Sainsbury is riposting with advertisements featuring Lord 'Denis the Bollinger Bolshevik' Healey, the successor to leggy lovelies in the series such as Selina Scott and Catherine Zeta Jones. In Champagne itself, the depth of the recession was emphasised last week when Moet et Chandon, the biggest firm in the region, announced that nearly a quarter of its workforce would be made redundant by the end of next year.

The recession has hit Champagne hard. In the late Eighties, the Champenois got greedy - the grapes alone were costing over pounds 3 a bottle - and quality dropped as the cost of maturing it soared.

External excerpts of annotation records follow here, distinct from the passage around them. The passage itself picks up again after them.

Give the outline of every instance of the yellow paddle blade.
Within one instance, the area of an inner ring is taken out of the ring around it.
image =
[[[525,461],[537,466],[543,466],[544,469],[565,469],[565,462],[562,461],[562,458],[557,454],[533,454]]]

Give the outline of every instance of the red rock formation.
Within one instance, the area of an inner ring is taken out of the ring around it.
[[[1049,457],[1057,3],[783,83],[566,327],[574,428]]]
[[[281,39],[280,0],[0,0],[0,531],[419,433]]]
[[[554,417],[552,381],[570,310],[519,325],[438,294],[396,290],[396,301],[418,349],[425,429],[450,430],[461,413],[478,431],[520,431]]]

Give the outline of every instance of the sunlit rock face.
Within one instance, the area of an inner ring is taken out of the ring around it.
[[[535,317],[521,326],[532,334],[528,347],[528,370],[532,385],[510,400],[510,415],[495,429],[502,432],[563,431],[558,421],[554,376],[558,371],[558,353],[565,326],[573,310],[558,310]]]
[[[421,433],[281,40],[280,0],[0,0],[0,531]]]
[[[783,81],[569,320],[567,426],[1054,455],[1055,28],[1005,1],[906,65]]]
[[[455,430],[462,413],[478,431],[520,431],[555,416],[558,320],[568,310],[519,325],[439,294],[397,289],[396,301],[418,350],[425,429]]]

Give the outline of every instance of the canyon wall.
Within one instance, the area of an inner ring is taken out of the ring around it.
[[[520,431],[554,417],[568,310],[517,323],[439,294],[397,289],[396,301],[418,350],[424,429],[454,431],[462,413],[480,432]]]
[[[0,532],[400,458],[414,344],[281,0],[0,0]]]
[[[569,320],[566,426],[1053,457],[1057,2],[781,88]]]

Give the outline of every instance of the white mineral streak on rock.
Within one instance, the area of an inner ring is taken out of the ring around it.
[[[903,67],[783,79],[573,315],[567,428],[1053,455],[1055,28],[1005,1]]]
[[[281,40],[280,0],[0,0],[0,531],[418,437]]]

Quality controls have now been tightened up, reducing the quantity of grapes which can be harvested from a given acreage and the amount of juice which can be squeezed from a kilo of grapes, and lengthening the minimum period for which the wine has to be aged. But these steps were too late to prevent a crash in sales - shipments to Britain alone dropped by over a third, to 14 million bottles, between 1990 and 1991.

Sales have recovered slightly since then, but most of the benefit has gone not to the best-known names, or even to the supermarkets' own brands, but to special purchases sold at around pounds 4 below the price of supermarket own brands. But the buyers are having to be careful. According to one, 'there's a lot of awful stuff out there' - acid, young 'green' champagnes, most bought by French supermarkets less worried about quality than their British equivalents. The real cheapos come from growers or merchants embarrassed by a lack of what the French call 'le cash flow'.

The slump has not affected all the firms equally. Sales of Bollinger at pounds 21.75 have doubled this year. Bill Gunn, who imports Pol Roger, Churchill's favourite champagne, says that sales have held up relatively well 'partly because we have a well-balanced geographical spread, from the Savoy to the North'.

And the two super-cheapos? Both were better, fruitier, less acid than expected. The Derens was unremarkable, but with a nice fruity feel about it. The Massing was a star, well aged with a refreshing, lemony feel on the nose and palate.